Kenya’s Education Secretary Fred Matiang’i has ordered the cancellation of the college entrance exam results of 5,000 students. The government also announced the sacking of a number of top Kenya National Examination Council (KNEC) officials, who could also face criminal charges for their alleged roles in the scandal.
Although that’s the right response from the government, it is superficial and will do little to remedy what is a broken and outdated system of education. If President Uhuru Kenyatta and his government are serious about reforming education, they have to go deeper than cancelling results and prosecuting KNEC officials.
Kenya’s education system needs a serious — and urgent — overhaul. It’s a pity that we are still running on a system inherited from the British. That system was only meant to teach Africans enough to work in low-level administrative jobs in the colonial administration.
It is also flawed because it uses standardized national examinations as the sole yardstick of measuring how intelligent one is. Students spend a majority of their school years preparing for exams, instead of learning how to solve real-life problems. As a result, we have a country with highly educated people who aren’t capable of applying what they learned in school.
Kenyan universities also use the exam as the sole indicator of how successful a student will be. The higher you score, the more likely you are to gain admission to a top university. But the main reason students cheat is that the threshold for gaining admission to public universities is set so high that — due to the poor state of most schools — it’s impossible for a most students to attain.
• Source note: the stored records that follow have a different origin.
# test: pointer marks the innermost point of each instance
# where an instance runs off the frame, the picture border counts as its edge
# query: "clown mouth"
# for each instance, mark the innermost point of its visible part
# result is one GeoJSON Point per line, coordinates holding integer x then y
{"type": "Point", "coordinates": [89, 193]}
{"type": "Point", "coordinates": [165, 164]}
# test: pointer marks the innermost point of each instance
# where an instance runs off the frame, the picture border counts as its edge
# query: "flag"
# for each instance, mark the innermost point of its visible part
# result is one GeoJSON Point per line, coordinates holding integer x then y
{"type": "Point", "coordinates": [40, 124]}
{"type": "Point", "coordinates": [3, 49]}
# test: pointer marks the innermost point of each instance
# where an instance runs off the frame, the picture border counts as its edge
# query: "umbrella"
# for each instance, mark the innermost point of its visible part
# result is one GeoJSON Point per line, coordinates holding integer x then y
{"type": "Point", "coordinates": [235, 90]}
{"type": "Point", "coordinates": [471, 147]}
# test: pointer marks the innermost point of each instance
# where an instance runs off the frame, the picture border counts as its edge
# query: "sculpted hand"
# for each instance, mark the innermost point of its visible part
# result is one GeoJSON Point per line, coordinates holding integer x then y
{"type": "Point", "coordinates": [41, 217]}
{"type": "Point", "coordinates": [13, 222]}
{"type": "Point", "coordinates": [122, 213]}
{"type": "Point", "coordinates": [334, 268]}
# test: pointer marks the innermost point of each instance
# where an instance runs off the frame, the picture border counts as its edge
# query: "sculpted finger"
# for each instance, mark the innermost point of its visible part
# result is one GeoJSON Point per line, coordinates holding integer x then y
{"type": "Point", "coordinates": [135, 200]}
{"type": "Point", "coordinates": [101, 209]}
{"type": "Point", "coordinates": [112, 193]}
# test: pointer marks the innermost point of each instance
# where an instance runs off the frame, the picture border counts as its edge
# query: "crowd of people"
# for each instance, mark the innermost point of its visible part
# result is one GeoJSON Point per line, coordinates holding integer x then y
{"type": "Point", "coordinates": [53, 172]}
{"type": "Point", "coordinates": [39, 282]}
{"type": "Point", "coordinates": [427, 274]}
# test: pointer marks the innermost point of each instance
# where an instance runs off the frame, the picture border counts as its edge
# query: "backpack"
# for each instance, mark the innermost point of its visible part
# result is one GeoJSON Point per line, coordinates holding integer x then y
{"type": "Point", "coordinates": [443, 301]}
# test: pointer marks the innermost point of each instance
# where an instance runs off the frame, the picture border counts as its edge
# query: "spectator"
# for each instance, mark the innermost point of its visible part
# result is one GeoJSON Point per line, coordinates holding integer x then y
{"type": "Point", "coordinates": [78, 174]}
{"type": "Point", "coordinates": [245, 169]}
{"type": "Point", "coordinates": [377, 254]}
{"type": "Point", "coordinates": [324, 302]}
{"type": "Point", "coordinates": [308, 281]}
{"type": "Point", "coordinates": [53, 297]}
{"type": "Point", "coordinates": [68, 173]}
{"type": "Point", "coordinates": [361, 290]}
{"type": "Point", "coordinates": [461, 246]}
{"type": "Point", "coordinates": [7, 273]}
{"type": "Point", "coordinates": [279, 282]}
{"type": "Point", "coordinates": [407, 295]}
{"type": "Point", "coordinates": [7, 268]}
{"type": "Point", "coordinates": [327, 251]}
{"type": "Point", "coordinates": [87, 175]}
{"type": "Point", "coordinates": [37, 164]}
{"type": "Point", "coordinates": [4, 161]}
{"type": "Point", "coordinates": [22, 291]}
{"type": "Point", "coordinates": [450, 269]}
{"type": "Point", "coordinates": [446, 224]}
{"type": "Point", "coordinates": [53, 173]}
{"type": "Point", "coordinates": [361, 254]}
Like elsewhere in Africa, university education is highly valued in Kenya. Students who don’t qualify for admission ate seen as failures, who have no right to complain about unemployment. In 1992, I was one of those students.
I scored averagely in the exam, but not good enough to be admitted to a university. Failing made me think that I wasn’t capable of achieving academic excellence. I might have continued to believe that if I hadn’t left Kenya for the United States.
In the United States, I was surprised to be told that — like many Africans — I was an exceptional university student. I went from a being really horrible student in Kenya to a top student and even went to graduate school at the University of California, Berkeley. Since I graduated from there many years ago, I have been thinking hard about my unlikely academic excellence. How did I go from that poor Kenyan high school student to excel in graduate school in one of the most distinguished universities in the world?
The answer is that I was never a bad student. I worked hard and managed to pass the national exam, even though I had attended a school that was something of cross between a school and a jail.
I did not fail. Kenya’s bureaucratic system failed me.
In the year I took the college entrance exam, Kenya had only four public universities serving a nation of 30 million people. Instead of the government building new universities to accommodate more students, they raised the bar so high that I became a loser. That continues today, and it’s why students are willing to cheat.
But it’s highly likely that the students who had their results canceled were not loafers who spent their school days goofing around. It’s possible that they are hard-working students who, like me, were cheated by the bureaucratic education system. They might have cheated because they knew that they are good enough to succeed in a university setting.
All they might have been attempting to do was get a little boost to meet that minimum requirement for a university admission.